Re: parsing a line with $1, $2, $3
by ww (Archbishop) on Mar 10, 2012 at 13:57 UTC
|
You'll do well to study the references Kcott provided above. The problems reflect, in some large measure, your need to clarify your understanding of what constitutes a matchable pattern and also, in part, your confusion about escaping characters -- that's only necessary when the characters are special to Perl's regex engine.
<aside> RichardK's point is well taken... but you've asked how to do this with a regex. Revising this to utilize $1, $2, $3 is left as an exercise (and not necessarily worth the time: it's often less error-prone to write multiple regexen rather than one which is monolithic.)</aside>
So, assuming that you've worked out how to get your data into the form you've shown, the following is executable (which is strongly recommended in the Monastery's guidance on asking a question) -- NOT so that you can cargo-cult what follows, but rather, to address what seem to be some coding issues.
#!/usr/bin/perl
use 5.014; # automatically invokes 'strict' and 'warnings'
# 958840
my @array = <DATA>;
for my $line(@array) {
if ( $line =~ /<h3>(.*)<\/h3>/ ) { # Note 1
say "\n\t NAME is: $1";
}
if ( $line =~ /<p class='cd1'>(.*)(?=<\/p><p>mfg)/ ) { # Note 2
say "\t Instructions 2 are: $1";
}
if ( $line =~ /\d+<\/p><p>(.*)(?=<\/p>$)/ ) { # Note 3
say "\t GENERIC NAME IS: $1.\n\t" . "-" x15; # Note 4
}
}
__DATA__
<h3>FENTANYL 25MCG/HR PATCH, TRANSDERMAL 72 HOURS</h3> <p class='cd1'>
+Restricted to NDC labeler code 50458 (Janssen) and to a maximum of te
+n (10) transdermal patches per dispensing and a maximum of three (3)
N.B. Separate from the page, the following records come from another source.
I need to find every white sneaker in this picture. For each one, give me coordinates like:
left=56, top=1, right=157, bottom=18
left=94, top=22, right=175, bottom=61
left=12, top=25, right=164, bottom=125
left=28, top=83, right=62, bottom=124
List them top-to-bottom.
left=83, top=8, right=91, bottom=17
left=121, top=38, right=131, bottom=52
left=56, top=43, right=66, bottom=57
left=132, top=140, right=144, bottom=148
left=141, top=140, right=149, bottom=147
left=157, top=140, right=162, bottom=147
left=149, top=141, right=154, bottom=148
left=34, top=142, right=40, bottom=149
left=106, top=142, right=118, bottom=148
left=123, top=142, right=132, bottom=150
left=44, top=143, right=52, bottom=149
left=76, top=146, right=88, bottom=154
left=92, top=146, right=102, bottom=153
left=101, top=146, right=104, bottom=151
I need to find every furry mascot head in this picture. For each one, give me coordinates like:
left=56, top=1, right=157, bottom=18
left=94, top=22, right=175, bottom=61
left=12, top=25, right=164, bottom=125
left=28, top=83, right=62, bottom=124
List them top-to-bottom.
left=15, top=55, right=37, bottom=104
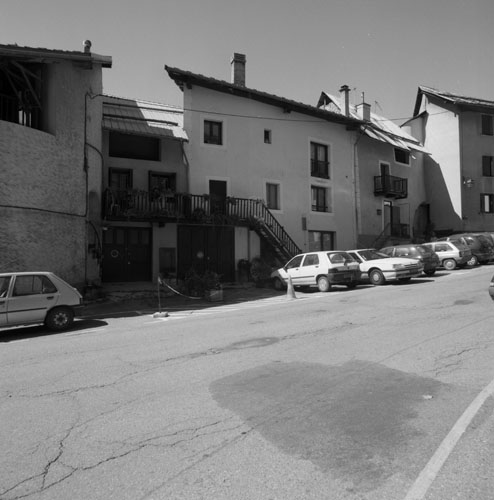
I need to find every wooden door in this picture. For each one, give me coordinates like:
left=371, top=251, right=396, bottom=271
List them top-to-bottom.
left=102, top=227, right=152, bottom=282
+dispensings of any strength in a 75-day period only. </p><p>mfg codes
+:50458</p><p>DURAGESIC</p>
<h3>ACETAMINOPHEN 80MG/0.8ML SUSPENSION, DROPS(FINAL DOSAGE FORM)(ML)<
+/h3> <p class='cd1'>Restricted to individuals younger than 21 years o
+f age for the liquid and drops only. </p><p>mfg codes:68016, 63868, 6
+3162, 49348, 46122, 36800, 00904, 00536, 00472, 00113, 00067</p><p>TR
+IAMINIC FEVER REDUCER | PAIN & FEVER | NORTEMP | MAPAP INFANT | INFAN
+TS' NON-ASPIRIN | INFANT'S PAIN RELIEVER | INFANT'S PAIN RELIEF | INF
+ANT'S NON-ASPIRIN | ACETAMINOPHEN</p>
Note 1: The "m" and the escapes of '>' are unnecessary but when you use a (greedy) .* you need to tell the match operator when it can stop - namely, at "</h3> (where the slash in the HTML tag has to be escaped as you did at your line 10)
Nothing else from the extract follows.